Abbracciando una confessione religiosa automaticamente vengono abbracciati tutti i dogmi, le disposizioni e i precetti che ne fanno parte e che da essa derivano.

Ritengo che sia assurdo e sbagliato pensare di impedire, per esempio, alla chiesa cattolica di comunicare ai propri fedeli ed in generale a chiunque abbia voglia di ascoltarla ciò che essa ritiene sia giusto o sbagliato fare, come ci si debba comportare e cosa sia invece inopportuno e sconveniente. La chiesa cattolica, così come qualsiasi altra chiesa, istituzione religiosa e, più in generale, ogni altra associazione di individui deve poter godere del diritto, garantito dalla costituzione, di esprimere le proprie opinioni, ad eccezione ovviamente di quelle che esplicitamente non siano dalla costituzione stessa considerate illegittime.

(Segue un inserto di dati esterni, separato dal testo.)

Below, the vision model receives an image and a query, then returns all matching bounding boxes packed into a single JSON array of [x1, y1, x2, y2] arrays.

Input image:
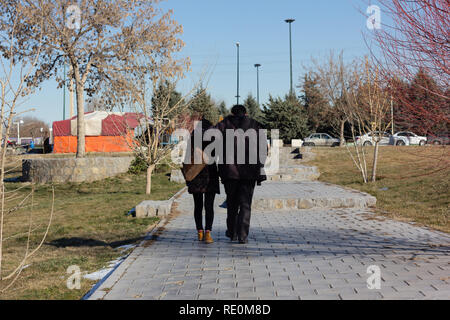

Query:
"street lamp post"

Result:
[[236, 42, 240, 104], [63, 58, 66, 120], [255, 63, 261, 107], [14, 120, 23, 146], [284, 19, 295, 95]]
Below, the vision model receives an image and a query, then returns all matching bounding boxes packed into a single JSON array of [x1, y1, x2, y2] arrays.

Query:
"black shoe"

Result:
[[219, 200, 227, 209]]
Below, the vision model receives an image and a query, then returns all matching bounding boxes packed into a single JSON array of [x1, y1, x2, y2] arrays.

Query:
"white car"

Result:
[[303, 133, 340, 147], [356, 131, 391, 146], [389, 131, 427, 146]]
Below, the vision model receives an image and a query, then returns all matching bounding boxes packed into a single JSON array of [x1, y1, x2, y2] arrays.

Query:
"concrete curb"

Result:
[[81, 187, 187, 300]]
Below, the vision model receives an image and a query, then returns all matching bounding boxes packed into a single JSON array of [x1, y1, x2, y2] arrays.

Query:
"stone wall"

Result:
[[22, 157, 134, 184]]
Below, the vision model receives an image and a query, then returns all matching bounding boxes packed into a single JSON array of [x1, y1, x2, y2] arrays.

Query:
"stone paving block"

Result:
[[92, 182, 450, 300]]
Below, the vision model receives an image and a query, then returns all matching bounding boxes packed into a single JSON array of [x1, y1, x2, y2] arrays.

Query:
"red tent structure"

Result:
[[53, 111, 143, 153]]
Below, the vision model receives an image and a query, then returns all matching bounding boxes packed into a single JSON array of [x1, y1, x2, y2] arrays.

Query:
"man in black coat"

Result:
[[216, 105, 267, 243]]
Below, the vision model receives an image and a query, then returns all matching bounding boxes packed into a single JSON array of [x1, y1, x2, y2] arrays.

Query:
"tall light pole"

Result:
[[255, 63, 261, 107], [236, 42, 240, 104], [284, 19, 295, 95], [14, 120, 23, 146], [63, 58, 66, 120]]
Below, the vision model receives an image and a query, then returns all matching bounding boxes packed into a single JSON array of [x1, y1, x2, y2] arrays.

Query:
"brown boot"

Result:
[[205, 230, 214, 243]]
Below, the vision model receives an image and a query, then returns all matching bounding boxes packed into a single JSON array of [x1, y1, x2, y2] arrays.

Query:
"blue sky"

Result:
[[24, 0, 376, 123]]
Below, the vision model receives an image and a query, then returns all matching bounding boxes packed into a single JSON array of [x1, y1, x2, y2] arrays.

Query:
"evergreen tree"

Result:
[[300, 74, 332, 132], [219, 101, 230, 118], [263, 95, 309, 144], [244, 93, 262, 121], [152, 80, 182, 119], [189, 86, 220, 124]]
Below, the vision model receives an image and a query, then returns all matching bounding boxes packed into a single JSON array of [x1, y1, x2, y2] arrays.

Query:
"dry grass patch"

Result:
[[310, 146, 450, 232], [0, 158, 182, 299]]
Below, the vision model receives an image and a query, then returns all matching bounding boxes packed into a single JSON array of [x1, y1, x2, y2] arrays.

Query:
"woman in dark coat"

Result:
[[186, 118, 220, 243]]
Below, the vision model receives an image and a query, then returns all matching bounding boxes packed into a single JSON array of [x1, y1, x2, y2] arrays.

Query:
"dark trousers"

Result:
[[192, 192, 216, 231], [224, 180, 256, 241]]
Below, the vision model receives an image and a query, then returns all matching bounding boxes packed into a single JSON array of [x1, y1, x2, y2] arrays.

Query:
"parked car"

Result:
[[427, 133, 450, 145], [389, 131, 427, 146], [303, 133, 341, 147], [356, 131, 391, 146]]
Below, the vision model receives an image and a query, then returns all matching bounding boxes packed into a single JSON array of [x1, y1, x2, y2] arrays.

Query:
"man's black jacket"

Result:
[[215, 115, 267, 182]]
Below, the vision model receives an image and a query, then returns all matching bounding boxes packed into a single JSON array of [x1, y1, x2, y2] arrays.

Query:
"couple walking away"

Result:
[[186, 105, 267, 243]]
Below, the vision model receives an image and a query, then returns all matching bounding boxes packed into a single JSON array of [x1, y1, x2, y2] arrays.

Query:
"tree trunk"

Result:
[[145, 164, 155, 194], [76, 81, 86, 158], [339, 119, 345, 147], [372, 142, 379, 182]]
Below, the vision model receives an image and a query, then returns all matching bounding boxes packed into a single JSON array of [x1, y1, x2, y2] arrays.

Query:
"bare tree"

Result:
[[310, 52, 350, 147], [367, 0, 450, 134], [343, 59, 391, 183], [2, 0, 186, 157], [103, 52, 200, 194], [0, 1, 54, 292]]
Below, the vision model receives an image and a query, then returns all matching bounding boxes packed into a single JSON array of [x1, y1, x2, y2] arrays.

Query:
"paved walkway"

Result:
[[90, 184, 450, 300]]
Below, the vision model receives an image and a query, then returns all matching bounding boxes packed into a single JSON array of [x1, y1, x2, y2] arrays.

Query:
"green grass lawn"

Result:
[[310, 146, 450, 232], [0, 159, 182, 299]]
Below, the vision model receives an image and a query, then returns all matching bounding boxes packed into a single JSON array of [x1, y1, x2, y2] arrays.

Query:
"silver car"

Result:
[[389, 131, 427, 146], [303, 133, 340, 147], [356, 131, 391, 146]]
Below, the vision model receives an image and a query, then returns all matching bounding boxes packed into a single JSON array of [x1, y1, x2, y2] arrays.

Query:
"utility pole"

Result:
[[236, 42, 240, 104], [69, 65, 74, 118], [255, 63, 261, 107], [284, 19, 295, 95], [391, 95, 394, 135]]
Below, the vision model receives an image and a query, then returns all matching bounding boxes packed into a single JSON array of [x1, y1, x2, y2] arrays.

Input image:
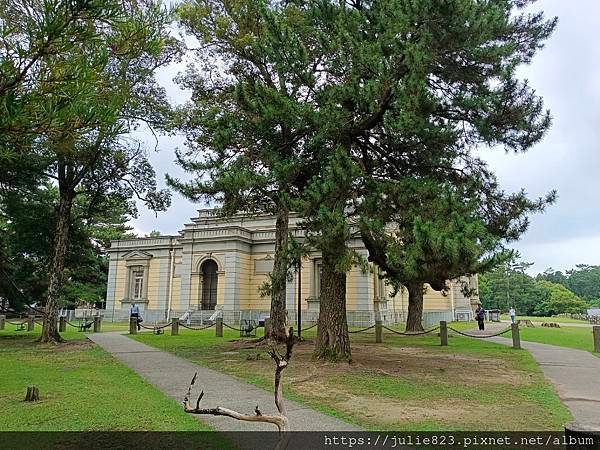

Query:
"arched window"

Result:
[[200, 259, 218, 309]]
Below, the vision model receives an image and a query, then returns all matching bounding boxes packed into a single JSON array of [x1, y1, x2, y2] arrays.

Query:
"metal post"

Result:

Di contro l’Italia, come stato laico, non dovrebbe prendere posizioni condizionata da un credo specifico o da disposizioni provenienti da organizzazioni e associazioni di alcun tipo. Dovrebbe essere libera e impermeabile a qualsiasi genere di condizionamento, agendo in piena autonomia ricercando nello svolgimento dei propri compiti e attività quelle soluzioni che vadano a vantaggio dell’intera collettività.

Questo è, per così dire, l’ideale verso cui tendere. Nella realtà le cose sono assai diverse e distanti.

Il problema risiede infatti nella natura stessa della dottrina cattolica, così come in quella di qualsiasi altra dottrina.

Prendiamo un esempio che possa funzionare da modello: l’uso del profilattico (ugualmente si potrebbe parlare di fecondazione assistita, dell’aborto, dell’omosessualità, etc…). L’utilizzo del profilattico è inviso alla chiesa cattolica, per motivazioni che sono legate indissolubilmente alla propria etica, alle proprie posizioni in tema di sessualità ed alle interpretazioni che negli anni ha fatto delle sacre scritture a cui fa riferimento.

La posizione ovvia dello stato laico dovrebbe consistere nel non impedirne l’utilizzo a chi lo ritiene opportuno e nel non obbligarne l’uso. Unitamente a ciò vi dovrebbe logicamente essere una chiara presa di posizione, supportata da evidenze scientifiche e oggettive, in favore del suo impiego come strumento indispensabile per far fronte a determinate problematiche come l’esistenza di malattie sessualmente trasmissibili. Presa di posizione che deve manifestarsi non in forma impositiva, bensì come avvertenza alla popolazione. Resta quindi inteso che lo stato laico non si pone come portatore di verità e doveri dogmatici nei confronti dei propri cittadini (chi non desidera usufruire del profilattico, poiché il credo in cui ripone fede lo impedisce, può tranquillamente non utilizzarlo rispettando così la religione di appartenenza).

Diverso è l’atteggiamento religioso, ovvero lo stesso fedele che dallo stato viene equiparato in termini di diritti e doveri a qualsiasi altro cittadino e per questo è a tutti gli effetti detentore di libertà innegabili e inviolabili, diversamente viene visto se scrutato attraverso il filtro della religione.

La libertà, concessa dallo stato (utilizzare o meno il profilattico) svanisce sostituita da un divieto assoluto e inappellabile.

La contraddizione si genera quando chi, come rappresentante dello stato laico, deve legiferare in merito ad una problematica di questo tipo, contestualmente abbraccia una fede che sulla problematica in oggetto impone una posizione specifica di obbligo o divieto.

Questo rappresentante istituzionale si troverà nella scomoda posizione di dover esprimere il proprio giudizio da un lato valutando ciò che è meglio per la collettività (norma a validità generale) e dall’altro vincolando la propria idea a quanto gli viene dalla fede religiosa che supporta (spesso nella convinzione che essa coincida con il bene comune).

Il risultato di questo conflitto rischia di portare a leggi tali da imporre, anche a chi non crede nella serie di norme e precetti derivanti da questa o quella particolare religione di cui il legislatore è sostenitore, obblighi che da essa derivano. Da qui l’illiberalità della fede.

Tale cortocircuito appare insormontabile, quindi inevitabile a meno di complicate operazioni di sdoppiamento che il legislatore dovrebbe compiere lasciando al di fuori delle sedi istituzionali il proprio credo per riabbracciarlo non appena espletata la propria funzione e divenendo nuovamente un semplice libero cittadino.